Orange’s “Conquests 2015″ strategy continues to make sound progress. The company has comfortably achieved its guidance in terms of 2010 revenue growth and EBITDA margins. The bright star has been strong subscriber growth, which is in some cases a real turnaround from earlier in 2010. Orange’s major challenge is monetizing mobile broadband further and generating revenue from its ongoing investment in next-generation access.
No surprises: a comfortable performance for 2010
France Telecom’s annual resultsfor 2010 reflect solid if unspectacular progress. Bedding down significant leadership, organizational, and corporate responsibility changes was a major focus for last year. Going forward the group has identified a healthy “social climate” as a key management priority. Overall, revenue and margin targets were reached.
The positives were €8 billion adjusted organic cash flow and overall growth in its subscriber base, which is helping to partially offset declines to France Telecom’s retreated EBITDA margin, which stood at 34.4% for 2010 compared to 35.3% in 2009, and fixed telecoms revenue decline across its key European markets.
Four-pillar conquest strategy echoes mid-term strategies elsewhere
Aside from the greater-than-average emphasis on its employee and social contract themes, Orange’s 2015 strategy mirrors the key themes we see from other large telcos (such as Telefonica). A strong focus on innovation (although that remains too nebulously defined in some cases) and new growth areas such as machine-to-machine combine with aggressive international development and a renewed effort to grow enterprise revenues.
A more embedded partnership approach is also a common theme; Orange’s recent announcement of its collaboration with Deutsche Telekom for M2M and its commercial alliance with Cisco, EMC, and VMware for flexible business solutions provide evidence of this.
ARPU remains a key challenge
The most obvious cloud in Orange’s results is the ongoing struggle to boost consumer revenues. Smartphone penetration is growing strongly across key markets including France, Spain and Poland partly as a result of a higher number of contract customers, which was also a highlighted achievement of the UK’s new Orange/Deutsche Telekom-owned entity Everything Everywhere. Orange has also turned around fixed broadband growth in France, Spain, and Poland.
In the latter, for example, the fourth quarter of 2010 saw a 12.1% share of net subscriber additions compared to a loss in the first quarter of 2010 of 9.9%. Although home ARPU (which includes fixed voice, Internet and IPTV) is growing; it is doing so at a slow rate (due to falling fixed calling revenues), and mobile ARPU is falling (annual rolling ARPU was down from €402 in Q4 2009, to €387 in Q4 2010) despite higher mobile data and SMS usage in France.
In the UK, the percentage of revenue from SMS is actually falling.
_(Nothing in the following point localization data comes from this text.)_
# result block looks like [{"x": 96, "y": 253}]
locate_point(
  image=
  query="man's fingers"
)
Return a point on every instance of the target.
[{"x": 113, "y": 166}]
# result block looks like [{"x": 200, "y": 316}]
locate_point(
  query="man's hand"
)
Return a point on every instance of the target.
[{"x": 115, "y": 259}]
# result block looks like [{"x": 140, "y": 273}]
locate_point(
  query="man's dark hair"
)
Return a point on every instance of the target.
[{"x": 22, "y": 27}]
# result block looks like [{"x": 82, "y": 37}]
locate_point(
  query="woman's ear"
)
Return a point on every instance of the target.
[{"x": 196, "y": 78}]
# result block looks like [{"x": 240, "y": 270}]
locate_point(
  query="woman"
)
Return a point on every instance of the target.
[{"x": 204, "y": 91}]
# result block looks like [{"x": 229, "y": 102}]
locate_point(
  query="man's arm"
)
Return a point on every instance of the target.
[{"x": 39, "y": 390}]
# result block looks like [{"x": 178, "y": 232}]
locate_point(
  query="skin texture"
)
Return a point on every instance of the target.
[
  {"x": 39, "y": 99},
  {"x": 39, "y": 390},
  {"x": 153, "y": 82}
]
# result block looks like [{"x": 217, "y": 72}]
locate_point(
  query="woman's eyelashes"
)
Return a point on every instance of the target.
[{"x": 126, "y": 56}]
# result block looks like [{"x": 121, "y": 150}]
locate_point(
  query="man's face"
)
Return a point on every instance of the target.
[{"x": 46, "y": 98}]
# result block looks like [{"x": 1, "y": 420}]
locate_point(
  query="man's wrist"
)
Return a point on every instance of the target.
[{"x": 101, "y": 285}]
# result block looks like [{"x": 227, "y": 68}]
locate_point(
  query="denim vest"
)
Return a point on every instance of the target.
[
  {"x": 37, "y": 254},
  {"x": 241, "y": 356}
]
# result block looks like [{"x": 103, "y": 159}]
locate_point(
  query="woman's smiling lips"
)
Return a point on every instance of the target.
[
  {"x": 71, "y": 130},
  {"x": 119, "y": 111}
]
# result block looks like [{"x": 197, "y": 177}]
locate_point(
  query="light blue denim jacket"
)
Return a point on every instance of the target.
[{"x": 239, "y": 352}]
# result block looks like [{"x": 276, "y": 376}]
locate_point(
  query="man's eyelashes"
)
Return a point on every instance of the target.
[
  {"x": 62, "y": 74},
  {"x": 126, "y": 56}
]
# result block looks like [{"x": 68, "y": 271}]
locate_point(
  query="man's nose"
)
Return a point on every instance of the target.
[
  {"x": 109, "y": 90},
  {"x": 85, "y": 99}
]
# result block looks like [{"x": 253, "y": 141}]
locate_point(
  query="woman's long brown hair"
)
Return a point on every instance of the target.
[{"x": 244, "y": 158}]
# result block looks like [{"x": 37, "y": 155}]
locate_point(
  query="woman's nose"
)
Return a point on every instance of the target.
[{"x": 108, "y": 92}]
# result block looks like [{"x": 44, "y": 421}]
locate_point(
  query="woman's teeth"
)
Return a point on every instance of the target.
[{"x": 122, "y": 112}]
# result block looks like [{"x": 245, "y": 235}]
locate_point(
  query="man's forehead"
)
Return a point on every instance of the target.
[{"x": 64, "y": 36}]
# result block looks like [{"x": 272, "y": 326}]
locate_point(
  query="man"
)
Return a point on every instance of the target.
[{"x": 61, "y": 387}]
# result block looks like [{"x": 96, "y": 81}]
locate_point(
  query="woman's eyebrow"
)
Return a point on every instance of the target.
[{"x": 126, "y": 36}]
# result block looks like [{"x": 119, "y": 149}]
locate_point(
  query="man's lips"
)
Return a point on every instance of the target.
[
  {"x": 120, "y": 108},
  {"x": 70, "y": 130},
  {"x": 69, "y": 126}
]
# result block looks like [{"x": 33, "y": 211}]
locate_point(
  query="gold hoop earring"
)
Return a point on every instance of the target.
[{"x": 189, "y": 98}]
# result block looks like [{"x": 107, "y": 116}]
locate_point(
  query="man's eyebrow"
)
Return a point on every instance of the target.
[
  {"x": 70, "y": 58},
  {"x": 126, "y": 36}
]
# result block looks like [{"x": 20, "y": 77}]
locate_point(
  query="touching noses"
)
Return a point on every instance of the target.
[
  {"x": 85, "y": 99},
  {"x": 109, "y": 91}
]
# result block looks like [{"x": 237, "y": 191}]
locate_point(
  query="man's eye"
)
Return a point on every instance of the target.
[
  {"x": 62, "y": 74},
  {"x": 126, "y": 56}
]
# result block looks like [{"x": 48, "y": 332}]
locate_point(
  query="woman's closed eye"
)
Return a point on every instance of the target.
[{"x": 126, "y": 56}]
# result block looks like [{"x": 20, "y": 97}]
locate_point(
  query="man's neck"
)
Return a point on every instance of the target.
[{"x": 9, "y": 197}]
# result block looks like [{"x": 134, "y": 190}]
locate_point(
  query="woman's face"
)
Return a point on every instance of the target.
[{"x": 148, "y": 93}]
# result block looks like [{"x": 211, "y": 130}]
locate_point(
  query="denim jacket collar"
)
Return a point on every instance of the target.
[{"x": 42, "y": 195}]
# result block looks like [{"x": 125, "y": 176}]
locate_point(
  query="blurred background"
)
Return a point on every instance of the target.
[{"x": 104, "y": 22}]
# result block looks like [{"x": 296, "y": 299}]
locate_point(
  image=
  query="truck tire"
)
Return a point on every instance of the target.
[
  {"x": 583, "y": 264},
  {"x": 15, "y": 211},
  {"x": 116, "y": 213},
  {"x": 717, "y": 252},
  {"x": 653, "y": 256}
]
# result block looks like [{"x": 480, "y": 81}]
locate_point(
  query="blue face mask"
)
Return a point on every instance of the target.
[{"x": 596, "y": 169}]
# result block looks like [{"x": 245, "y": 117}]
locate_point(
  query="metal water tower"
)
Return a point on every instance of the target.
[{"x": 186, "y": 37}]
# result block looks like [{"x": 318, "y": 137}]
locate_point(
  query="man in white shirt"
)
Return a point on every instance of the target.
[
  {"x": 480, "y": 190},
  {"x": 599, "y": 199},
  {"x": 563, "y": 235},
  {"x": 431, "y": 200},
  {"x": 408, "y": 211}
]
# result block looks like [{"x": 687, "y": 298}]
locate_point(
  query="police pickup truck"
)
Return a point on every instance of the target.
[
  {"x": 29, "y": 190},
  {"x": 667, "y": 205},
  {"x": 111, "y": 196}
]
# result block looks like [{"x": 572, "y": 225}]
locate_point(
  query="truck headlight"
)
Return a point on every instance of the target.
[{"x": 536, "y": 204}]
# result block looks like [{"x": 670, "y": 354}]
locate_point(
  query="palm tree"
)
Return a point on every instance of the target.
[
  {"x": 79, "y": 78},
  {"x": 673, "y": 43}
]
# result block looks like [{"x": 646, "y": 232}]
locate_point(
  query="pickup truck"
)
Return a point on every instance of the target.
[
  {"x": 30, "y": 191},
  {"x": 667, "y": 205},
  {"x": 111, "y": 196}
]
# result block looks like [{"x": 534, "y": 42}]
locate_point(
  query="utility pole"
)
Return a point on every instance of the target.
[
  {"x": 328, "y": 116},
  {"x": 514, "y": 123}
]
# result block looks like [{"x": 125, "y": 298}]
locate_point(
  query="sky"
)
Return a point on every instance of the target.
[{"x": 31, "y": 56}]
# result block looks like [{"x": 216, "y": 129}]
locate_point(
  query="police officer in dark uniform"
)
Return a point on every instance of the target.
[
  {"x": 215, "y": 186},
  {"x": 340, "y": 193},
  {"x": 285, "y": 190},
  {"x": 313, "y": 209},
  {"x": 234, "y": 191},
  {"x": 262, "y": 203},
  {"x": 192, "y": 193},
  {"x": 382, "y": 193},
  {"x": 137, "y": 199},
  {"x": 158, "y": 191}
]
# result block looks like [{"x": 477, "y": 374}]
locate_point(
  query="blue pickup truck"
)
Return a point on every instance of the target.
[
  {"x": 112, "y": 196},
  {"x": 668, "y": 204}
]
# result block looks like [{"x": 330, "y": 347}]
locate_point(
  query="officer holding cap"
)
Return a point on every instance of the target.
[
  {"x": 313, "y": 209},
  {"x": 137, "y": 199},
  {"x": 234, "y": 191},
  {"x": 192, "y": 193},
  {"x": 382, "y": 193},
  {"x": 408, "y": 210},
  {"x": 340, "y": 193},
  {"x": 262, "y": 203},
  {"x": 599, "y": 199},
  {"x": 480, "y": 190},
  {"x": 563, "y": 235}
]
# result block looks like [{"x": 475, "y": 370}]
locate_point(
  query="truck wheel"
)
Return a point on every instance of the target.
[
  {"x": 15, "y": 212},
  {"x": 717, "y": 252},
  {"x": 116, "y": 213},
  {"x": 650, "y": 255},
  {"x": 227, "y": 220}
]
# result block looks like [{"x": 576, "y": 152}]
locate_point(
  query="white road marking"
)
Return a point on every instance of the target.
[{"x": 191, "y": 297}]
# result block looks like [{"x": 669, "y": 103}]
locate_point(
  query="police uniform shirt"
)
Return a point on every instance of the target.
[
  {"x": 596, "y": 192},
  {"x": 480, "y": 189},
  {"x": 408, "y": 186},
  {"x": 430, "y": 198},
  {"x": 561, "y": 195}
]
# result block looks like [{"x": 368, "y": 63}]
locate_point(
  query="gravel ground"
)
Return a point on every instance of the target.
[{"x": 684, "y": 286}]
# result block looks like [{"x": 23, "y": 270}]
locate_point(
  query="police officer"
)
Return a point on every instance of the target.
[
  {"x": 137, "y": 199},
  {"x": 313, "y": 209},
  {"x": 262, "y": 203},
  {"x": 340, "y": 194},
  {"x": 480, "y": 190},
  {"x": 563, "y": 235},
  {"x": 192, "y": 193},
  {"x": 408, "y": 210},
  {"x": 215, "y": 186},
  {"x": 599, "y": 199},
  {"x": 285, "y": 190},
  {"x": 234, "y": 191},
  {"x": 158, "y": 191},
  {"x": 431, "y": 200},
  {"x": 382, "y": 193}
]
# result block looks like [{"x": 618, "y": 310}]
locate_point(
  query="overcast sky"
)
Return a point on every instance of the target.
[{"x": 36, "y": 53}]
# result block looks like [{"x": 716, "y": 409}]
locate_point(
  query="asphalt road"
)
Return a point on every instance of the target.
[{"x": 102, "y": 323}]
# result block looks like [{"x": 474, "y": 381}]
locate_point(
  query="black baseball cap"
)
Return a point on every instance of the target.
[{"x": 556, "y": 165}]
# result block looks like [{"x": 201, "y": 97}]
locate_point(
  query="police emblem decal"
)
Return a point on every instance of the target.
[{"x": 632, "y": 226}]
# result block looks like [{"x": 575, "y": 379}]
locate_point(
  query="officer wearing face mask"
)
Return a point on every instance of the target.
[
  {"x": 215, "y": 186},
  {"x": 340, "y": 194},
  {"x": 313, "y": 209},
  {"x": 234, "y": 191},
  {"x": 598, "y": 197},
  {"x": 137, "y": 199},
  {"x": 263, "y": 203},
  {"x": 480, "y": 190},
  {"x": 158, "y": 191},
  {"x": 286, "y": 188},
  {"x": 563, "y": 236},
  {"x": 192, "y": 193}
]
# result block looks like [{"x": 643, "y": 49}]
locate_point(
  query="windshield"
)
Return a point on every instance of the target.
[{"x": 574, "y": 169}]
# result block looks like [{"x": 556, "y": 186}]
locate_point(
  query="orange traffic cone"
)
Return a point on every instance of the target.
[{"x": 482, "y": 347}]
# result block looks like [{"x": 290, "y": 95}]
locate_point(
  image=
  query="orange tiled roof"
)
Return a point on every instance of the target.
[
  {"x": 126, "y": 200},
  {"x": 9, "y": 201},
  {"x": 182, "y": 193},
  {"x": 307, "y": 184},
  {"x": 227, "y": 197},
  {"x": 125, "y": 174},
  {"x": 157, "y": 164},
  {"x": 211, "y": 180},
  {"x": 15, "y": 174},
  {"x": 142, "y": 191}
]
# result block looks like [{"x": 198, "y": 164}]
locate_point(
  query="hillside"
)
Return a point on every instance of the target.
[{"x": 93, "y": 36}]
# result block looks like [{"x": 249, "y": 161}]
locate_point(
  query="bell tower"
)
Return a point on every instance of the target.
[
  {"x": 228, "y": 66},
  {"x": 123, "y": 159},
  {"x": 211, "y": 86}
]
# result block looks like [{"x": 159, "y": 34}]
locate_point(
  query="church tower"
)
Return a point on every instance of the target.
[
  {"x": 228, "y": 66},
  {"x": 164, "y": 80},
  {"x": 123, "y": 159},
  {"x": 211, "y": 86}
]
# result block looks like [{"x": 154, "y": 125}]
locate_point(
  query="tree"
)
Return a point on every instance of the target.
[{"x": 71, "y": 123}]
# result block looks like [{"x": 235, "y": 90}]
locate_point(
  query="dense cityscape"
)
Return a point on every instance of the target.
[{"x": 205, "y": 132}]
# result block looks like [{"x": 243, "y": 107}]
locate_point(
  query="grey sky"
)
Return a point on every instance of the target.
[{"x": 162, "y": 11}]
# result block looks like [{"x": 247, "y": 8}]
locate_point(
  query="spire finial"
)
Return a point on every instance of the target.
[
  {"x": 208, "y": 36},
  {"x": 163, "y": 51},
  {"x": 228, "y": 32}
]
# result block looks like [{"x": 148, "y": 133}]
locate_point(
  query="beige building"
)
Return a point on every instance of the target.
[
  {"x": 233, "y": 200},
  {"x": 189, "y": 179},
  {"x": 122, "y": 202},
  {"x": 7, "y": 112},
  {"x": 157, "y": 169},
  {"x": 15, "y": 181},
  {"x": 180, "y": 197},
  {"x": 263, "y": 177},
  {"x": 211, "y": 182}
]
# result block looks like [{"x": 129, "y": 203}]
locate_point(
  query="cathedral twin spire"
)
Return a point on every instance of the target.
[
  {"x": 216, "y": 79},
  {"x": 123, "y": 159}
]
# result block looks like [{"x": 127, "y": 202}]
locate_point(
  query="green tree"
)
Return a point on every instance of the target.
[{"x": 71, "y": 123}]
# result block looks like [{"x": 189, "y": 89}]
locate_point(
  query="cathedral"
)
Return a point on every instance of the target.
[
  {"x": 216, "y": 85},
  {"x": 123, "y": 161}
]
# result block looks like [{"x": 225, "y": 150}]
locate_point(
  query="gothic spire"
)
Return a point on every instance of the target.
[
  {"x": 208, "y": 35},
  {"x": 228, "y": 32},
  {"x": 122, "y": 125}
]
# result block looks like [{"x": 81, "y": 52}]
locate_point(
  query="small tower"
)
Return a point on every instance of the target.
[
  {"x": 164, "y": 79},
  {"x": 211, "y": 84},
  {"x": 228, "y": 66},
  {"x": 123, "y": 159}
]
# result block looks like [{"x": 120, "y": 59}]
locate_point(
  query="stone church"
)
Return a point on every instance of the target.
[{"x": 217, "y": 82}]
Orange may rightly be shifting the emphasis in terms of performance from a short-term ARPU focus to other indicators that more aptly reflect long-term success such as customer lifetime value, service profitability and churn reduction. However, it’s still unclear how much revenue uplift this will provide in the longer term as higher data usage combined with aggressive pricing from competitors will potentially throttle back data revenue growth.
That underlines the challenge faced by Orange and other ambitious telcos in their attempts to monetize mobile data and content, and leverage innovation sufficiently enough to combat the relentless decline in fixed voice.